We implemented the web server WebNetCoffee in several programming languages, which include C++, html, php, css and mysql. The graph library LEMON version 1.2.3 [29] was used in the implementation of NetCoffee. The Apache HTTP Server and MySQL provide the fundamental web server environment. The server runs on a CPU of Intel(R) Xeon(R) CPU E5-2682 v4 @ 2.50GHz.
The workflow of NetCoffee
Given a set of networks G1,G2,⋯,Gk, k≥3, each network can be modeled as a graph Gi=(Vi,Ei), where Vi and Ei represent proteins and interactions appearing in networks. Proteins aligned in one group is a matchset, which is a subset of \(\cup _{i=1}^{k}V_{i}\). The global network alignment problem is to search for a set of mutually disjoint matchsets for two or more PPI networks. We assumed that the sequence similarity and topology similarity can imply the functional conservation of proteins in different species.
An integrated model was adopt to measure the similarity of a given pair of nodes by using both topology and sequence information in the NetCoffee algorithm [17]. It employs simulated annealing to optimize a target function, aiming to search for an optimal global one-to-one map based on similarity of both network topology and protein sequences. There are four major steps: 1) building PPI networks and a library of bipartite graphs; 2) calculating integrated weight using triplet extension; 3) collecting candidate edges with maximum matching; 4) optimization with the simulated annealing approach. NetCoffee was distinguished itself with other existing algorithms by its fast speed and biologically meaningful alignment. It can perform a GAMN job on three or more PPI networks. The alignment result consists of a lot of matchsets, each of which represents a putative functional ortholog group.
Using WebNetCoffee
The WebNetCoffee provides a simple web interface for performing GAMN tasks. The home page of WebNetCoffee briefly introduces the foundation of NetCoffee and the resources of online datasets. The help page can quickly guide a new user to perform a GAMN task and query the results through a jobid step by step. Besides, it also gives more detailed description for each panel in the result page.
Users can launch a WebNetCoffee job on both the online datasets and users’ own datasets (see in Fig. 1a,b). Each job can be assigned a user-specified job title. The default parameter of alpha is 0.5, which is used to balance the contribution of topology and sequence score in the alignment result. To launch a job on the online datasets, totally, 15 species from four databases are available for users’ options. One can choose three or more species for each GAMN task. To avoid users’ very large computational tasks, WebNetCoffee allows performing a job on 3-5 networks in BioGRID and STRING, 3-11 networks in IntAct and DIP. Each file of users’ datasets uploaded to the server is restricted to be less than 200M.

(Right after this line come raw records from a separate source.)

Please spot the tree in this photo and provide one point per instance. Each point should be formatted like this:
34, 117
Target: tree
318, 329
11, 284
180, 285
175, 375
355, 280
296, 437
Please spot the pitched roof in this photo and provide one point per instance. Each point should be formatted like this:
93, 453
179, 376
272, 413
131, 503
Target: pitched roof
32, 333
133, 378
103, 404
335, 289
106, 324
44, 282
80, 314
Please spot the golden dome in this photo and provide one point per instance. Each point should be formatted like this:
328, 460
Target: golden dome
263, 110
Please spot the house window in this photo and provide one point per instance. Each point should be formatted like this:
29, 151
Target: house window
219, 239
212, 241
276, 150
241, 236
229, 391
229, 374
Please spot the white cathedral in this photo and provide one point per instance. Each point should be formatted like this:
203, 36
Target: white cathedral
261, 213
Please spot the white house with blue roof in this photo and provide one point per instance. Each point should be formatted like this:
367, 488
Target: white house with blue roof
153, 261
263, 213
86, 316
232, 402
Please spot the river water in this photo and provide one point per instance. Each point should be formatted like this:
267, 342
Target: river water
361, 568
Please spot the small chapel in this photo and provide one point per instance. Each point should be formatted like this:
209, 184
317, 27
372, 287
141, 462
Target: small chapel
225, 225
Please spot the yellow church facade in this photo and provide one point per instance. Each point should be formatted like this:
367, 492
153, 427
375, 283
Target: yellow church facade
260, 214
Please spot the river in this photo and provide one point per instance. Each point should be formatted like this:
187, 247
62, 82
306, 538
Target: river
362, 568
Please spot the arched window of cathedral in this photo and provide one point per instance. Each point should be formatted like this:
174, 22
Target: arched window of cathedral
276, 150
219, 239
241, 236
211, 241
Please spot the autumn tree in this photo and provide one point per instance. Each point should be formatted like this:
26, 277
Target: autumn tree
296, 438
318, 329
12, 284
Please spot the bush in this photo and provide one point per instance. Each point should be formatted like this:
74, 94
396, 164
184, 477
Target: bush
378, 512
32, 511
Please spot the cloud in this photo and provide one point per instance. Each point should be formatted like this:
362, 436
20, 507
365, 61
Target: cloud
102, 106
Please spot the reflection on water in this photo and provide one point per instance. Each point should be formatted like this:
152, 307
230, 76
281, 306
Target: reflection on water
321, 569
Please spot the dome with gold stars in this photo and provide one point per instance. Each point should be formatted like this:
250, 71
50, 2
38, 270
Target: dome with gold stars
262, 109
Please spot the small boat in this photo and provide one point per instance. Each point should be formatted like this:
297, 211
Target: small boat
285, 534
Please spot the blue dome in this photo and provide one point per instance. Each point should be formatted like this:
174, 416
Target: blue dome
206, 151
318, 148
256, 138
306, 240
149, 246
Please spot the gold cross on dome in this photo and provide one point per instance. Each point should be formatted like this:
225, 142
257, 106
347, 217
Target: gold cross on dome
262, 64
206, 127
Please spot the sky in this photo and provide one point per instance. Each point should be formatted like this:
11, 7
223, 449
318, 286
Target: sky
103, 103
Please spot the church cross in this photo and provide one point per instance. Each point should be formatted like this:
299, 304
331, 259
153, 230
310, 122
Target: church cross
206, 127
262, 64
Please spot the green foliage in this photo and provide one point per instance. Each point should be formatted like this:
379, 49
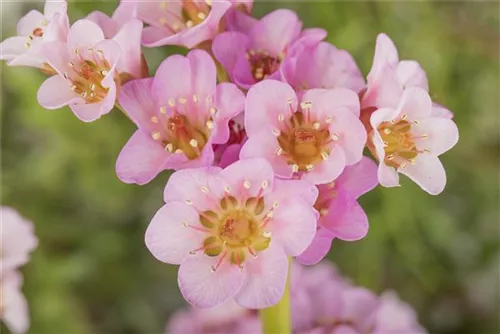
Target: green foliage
92, 272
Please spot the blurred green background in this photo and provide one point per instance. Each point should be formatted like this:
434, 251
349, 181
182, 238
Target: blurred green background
92, 273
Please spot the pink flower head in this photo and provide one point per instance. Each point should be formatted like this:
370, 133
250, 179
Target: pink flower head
314, 138
408, 139
178, 120
89, 68
227, 318
17, 239
322, 65
33, 31
389, 76
232, 231
13, 305
180, 22
256, 55
340, 214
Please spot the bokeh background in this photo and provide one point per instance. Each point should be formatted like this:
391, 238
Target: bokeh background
92, 273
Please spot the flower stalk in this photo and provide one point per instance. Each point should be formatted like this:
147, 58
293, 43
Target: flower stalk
277, 319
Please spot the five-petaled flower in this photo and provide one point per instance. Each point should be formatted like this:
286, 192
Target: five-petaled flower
178, 120
33, 31
257, 55
90, 68
314, 139
232, 231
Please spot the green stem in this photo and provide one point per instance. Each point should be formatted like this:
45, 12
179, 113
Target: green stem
276, 319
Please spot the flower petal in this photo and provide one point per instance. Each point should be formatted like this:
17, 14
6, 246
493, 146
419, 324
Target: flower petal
84, 34
167, 236
203, 287
266, 278
188, 185
265, 101
427, 172
230, 101
318, 248
360, 178
293, 225
327, 170
140, 160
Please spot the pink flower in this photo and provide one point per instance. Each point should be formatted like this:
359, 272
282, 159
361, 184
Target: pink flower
408, 139
314, 139
178, 120
13, 305
322, 65
17, 240
232, 231
181, 22
341, 215
33, 31
90, 67
389, 76
227, 318
252, 56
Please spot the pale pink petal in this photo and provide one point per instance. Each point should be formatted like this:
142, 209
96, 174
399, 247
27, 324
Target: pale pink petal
293, 225
15, 313
230, 101
227, 47
387, 176
167, 236
107, 24
265, 101
129, 40
202, 287
427, 172
328, 170
203, 72
89, 112
346, 219
192, 186
415, 103
318, 248
276, 31
264, 145
441, 134
84, 34
294, 188
55, 93
266, 278
56, 55
384, 91
246, 177
53, 6
360, 178
135, 98
411, 74
140, 160
164, 88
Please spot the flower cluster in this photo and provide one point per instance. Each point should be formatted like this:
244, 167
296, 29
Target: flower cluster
263, 122
17, 241
323, 302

In case many tasks were submitted to the server simultaneously, we designed a job queue to manage all the jobs. Each submitted job would firstly go into the job queue, waiting for a time slot in the server. There is a watchdog managing the submitted jobs with the principle of first come first serve (FCFS). It checks the status of the job queue in the background at regular intervals. The earliest job will start to run when a time slot was assigned to it. Users can query their results through a jobid within one week after the job finished. In one week, it will expire automatically. For the protection of privacy, each user can only see these jobs submitted by themselves (with the same IP address) in the job list. It also allows users to set a password before launching a job, which can avoid privacy leaks when multiple users shares a same IP address.

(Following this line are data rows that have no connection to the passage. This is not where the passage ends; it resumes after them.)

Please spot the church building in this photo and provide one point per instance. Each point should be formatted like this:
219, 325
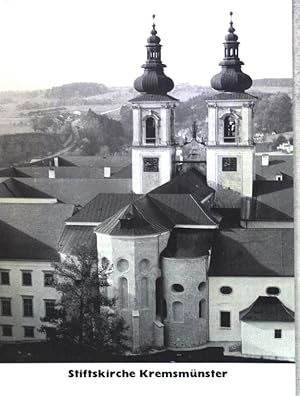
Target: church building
202, 255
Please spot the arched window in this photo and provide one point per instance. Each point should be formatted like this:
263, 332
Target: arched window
202, 308
150, 131
123, 292
144, 293
158, 297
144, 265
229, 129
177, 309
122, 265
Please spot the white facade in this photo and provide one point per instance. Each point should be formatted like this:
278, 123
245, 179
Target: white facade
258, 339
156, 148
15, 291
133, 280
230, 151
245, 291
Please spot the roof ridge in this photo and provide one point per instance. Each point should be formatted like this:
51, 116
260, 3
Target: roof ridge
200, 207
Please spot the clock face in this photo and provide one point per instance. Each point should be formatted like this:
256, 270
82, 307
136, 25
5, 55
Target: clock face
151, 165
229, 164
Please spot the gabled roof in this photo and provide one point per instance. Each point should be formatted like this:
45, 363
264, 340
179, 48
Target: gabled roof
183, 209
31, 231
253, 252
78, 191
138, 218
17, 189
189, 182
76, 236
267, 309
153, 98
102, 207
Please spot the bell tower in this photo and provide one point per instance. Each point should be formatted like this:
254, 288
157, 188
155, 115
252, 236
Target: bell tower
153, 146
230, 149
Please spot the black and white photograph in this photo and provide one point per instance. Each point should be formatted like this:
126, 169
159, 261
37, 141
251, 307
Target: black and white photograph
147, 189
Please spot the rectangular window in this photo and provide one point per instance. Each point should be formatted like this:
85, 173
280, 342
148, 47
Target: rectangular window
28, 331
4, 277
28, 306
26, 278
49, 308
277, 333
151, 164
229, 164
7, 330
48, 279
6, 306
225, 319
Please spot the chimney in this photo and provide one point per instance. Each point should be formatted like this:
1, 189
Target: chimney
56, 162
107, 172
51, 173
265, 160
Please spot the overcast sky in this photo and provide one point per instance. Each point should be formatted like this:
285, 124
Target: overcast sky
46, 43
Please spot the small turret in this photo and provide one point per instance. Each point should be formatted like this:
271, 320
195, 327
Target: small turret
153, 80
231, 78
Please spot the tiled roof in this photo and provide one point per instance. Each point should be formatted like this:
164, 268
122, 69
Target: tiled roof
31, 231
78, 191
253, 252
64, 172
183, 209
186, 243
274, 200
277, 164
76, 236
231, 95
139, 218
102, 207
13, 172
95, 161
267, 309
190, 182
49, 161
153, 98
17, 189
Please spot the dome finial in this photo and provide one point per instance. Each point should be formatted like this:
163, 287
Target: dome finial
153, 31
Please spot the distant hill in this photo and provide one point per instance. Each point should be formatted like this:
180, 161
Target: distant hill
82, 89
273, 82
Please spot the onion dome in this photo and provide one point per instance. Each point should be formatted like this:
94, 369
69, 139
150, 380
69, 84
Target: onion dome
231, 78
154, 80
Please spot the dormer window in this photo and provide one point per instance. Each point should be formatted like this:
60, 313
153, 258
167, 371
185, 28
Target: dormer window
150, 131
229, 129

In the result page, we present statistics of test datasets in the first part, which include nodes and edges of each input network, the final alignment score and input parameters etc (see in Fig. 1c). To visualize the process of simulated annealing, the convergence curve is plotted in the second part. From Fig. 1d, users can see how fast the computation can converge to a stable score. In the third part, there is a large table separated in many pages, each page contains at most ten matchsets (see in Fig. 1e). Each matchset implies a group of functionally conserved proteins, which can be used in the “annotation transfer”. Additionally, our web server can provide information from open accessible databases to annotate the alignment results, such as the Uniprot ID, and gene ontology annotations. Each protein is linked to its GenPept page in the open accessible database NCBI protein. Users can easily check their sequence similarity and download function annotations (GO terms) by a simple click. Besides, users can also search for specific matchsets with a pattern in a search box. For example, if a substring “P535” was queried in the search box, the protein accession identifiers matched to the pattern “%P355%” will be extracted from the result table. In the column of visualization, the graphical view of induced sub-networks would be extracted from its PPI networks (see in Fig. 1f). The test dataset and alignment results of each task are available in the result page, which makes it very easy to run other methods on our online datasets and to compare the alignment quality.